Auktion: 540 / Evening Sale am 09.06.2023 in München Lot 26

 

26
Egon Schiele
Kopf einer jungen Frau, von unten gesehen, 1908/09.
Kohlezeichnung und roter Buntstift
Schätzung:
€ 50.000
Ergebnis:
€ 139.700

(inklusive Aufgeld)
Kopf einer jungen Frau, von unten gesehen. 1908/09.
Kohlezeichnung und roter Buntstift.
Kallir D 184. Rechts unten monogrammiert "S" und datiert "9". Auf bräunlichem Japan. 11,2 x 11,5 cm (4,4 x 4,5 in), blattgroß.

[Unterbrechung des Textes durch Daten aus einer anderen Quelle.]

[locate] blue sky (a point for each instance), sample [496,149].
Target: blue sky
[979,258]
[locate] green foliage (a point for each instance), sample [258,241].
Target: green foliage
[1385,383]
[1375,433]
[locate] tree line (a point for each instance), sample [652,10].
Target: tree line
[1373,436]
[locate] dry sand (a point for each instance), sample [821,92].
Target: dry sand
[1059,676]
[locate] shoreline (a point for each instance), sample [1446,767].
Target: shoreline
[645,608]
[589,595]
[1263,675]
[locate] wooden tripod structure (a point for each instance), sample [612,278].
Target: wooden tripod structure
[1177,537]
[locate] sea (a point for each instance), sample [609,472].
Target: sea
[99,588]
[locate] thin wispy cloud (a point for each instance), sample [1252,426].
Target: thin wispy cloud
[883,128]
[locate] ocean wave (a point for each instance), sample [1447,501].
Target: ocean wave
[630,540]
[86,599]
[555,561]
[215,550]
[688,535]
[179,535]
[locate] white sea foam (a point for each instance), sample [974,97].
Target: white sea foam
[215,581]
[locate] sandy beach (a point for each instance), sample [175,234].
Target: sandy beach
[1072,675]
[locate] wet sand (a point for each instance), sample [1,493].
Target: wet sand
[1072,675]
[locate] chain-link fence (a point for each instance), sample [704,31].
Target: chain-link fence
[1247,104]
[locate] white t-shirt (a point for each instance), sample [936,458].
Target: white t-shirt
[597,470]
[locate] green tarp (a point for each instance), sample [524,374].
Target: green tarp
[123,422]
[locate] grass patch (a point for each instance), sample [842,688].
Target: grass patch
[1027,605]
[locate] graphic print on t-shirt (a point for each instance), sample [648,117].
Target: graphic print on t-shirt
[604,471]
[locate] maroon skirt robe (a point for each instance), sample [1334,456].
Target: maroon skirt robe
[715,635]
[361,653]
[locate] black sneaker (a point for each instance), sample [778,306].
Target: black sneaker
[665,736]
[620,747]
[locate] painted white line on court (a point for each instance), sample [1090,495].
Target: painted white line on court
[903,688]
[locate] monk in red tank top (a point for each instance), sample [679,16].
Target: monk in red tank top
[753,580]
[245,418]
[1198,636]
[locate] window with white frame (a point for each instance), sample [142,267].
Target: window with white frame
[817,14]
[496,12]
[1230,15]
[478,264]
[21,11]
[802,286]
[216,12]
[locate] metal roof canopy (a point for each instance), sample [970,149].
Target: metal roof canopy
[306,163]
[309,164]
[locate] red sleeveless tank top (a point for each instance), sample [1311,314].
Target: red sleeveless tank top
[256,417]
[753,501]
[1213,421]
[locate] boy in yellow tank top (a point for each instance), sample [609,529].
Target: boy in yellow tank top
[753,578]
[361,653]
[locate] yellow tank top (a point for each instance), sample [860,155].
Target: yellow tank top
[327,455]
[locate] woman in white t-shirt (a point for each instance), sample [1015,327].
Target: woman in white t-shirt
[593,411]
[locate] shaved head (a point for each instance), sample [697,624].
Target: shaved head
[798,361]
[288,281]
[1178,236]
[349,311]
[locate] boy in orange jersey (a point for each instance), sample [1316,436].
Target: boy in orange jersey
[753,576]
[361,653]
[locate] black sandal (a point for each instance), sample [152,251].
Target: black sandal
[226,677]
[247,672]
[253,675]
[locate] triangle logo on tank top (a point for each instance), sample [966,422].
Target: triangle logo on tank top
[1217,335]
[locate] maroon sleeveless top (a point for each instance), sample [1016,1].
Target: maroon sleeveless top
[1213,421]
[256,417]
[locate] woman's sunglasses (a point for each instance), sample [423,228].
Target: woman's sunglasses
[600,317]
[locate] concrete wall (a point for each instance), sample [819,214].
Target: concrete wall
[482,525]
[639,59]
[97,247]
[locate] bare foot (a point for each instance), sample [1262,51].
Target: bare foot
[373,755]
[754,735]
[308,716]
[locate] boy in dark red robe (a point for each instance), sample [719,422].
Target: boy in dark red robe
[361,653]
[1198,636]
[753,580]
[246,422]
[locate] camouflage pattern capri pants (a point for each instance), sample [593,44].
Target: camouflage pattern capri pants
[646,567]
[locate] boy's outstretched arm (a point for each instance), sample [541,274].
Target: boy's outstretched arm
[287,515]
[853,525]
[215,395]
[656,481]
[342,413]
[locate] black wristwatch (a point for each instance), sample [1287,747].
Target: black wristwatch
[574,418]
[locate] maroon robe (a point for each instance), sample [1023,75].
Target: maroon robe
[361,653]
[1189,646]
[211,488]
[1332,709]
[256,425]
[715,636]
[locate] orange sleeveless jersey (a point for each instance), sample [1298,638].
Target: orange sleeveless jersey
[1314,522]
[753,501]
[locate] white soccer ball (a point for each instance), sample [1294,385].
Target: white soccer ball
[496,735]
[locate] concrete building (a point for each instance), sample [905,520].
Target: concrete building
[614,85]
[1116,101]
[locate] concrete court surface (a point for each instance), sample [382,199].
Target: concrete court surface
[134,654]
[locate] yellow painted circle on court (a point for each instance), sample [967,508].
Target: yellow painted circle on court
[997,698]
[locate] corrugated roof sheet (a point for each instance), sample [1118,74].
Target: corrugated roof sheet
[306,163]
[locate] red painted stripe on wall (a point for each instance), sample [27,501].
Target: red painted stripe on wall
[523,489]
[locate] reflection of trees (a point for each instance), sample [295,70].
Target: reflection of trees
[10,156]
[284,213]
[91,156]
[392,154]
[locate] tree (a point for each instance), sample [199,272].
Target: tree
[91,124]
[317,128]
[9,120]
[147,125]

• Monumentale Ausdruckskraft im kleinen Format.
• Assoziative, pointierte Farbsetzung.
• Perspektive, Symmetrie und der Blick der Dargestellten führen zu einer außergewöhnlichen Unmittelbarkeit und Direktheit in der Bildwirkung.
• Aus der bedeutenden Sammlung Serge Sabarsky.
• Womöglich handelt es sich bei der Dargestellten um Melanie Schiele, die Schwester des Künstlers (1886–1974) und in dieser Zeit eines seiner wichtigsten Modelle
.

PROVENIENZ: Christian M. Nebehay, Wien.
Sammlung Serge Sabarsky (1912-1996), New York (1985 vom Vorgenannten erworben).
Nachlass Serge Sabarsky, New York (1996).
Sammlung Vally Sabarsky (1909-2002), New York.
Vally Sabarsky Stiftung, New York.

AUSSTELLUNG: Egon Schiele. 100 Zeichnungen und Aquarelle, Städtische Galerie, Rosenheim, 7.5.-12.6.1988; Herforder Kunstverein im Daniel-Pöppelmann-Haus, Herford, 3.9.-12.10.1988; Erholungshaus der Bayer A.G., Leverkusen, 16.10.-20.11.1988; Jahrhunderthalle Hoechst, Frankfurt a. Main, 27.11.1988-15.1.1989, Kat.-Nr. 8.
Egon Schiele. 100 Zeichnungen und Aquarelle (teilw. Gemälde, Zeichnungen und Aquarelle), BAWAG Fondation, Wien, 24.3.-23.5.1993; Musée Granet, Aix-en-Provence, 18.6.-30.8.1993; Musée Toulouse-Lautrec, Albi, 7.10.-5.12.1993; Culturgest Lissabon, 15.12.1993-13.2.1994; Galerie Jesuitenkirche, Aschaffenburg, 23.4.-26.6.1994; Schloss Mainau, 22.9.-13.11.1994; Fondation Pierre Gianadda, Martigny, 3.2.-14.5.1995, Kat.-Nr. 20.
Egon Schiele. The Ronald S. Lauder and Serge Sabarsky Collections, Neue Galerie, New York, 21.10.2005 bis 20.2.2006, Kat.-Nr. D 17 (m. Farbabb.).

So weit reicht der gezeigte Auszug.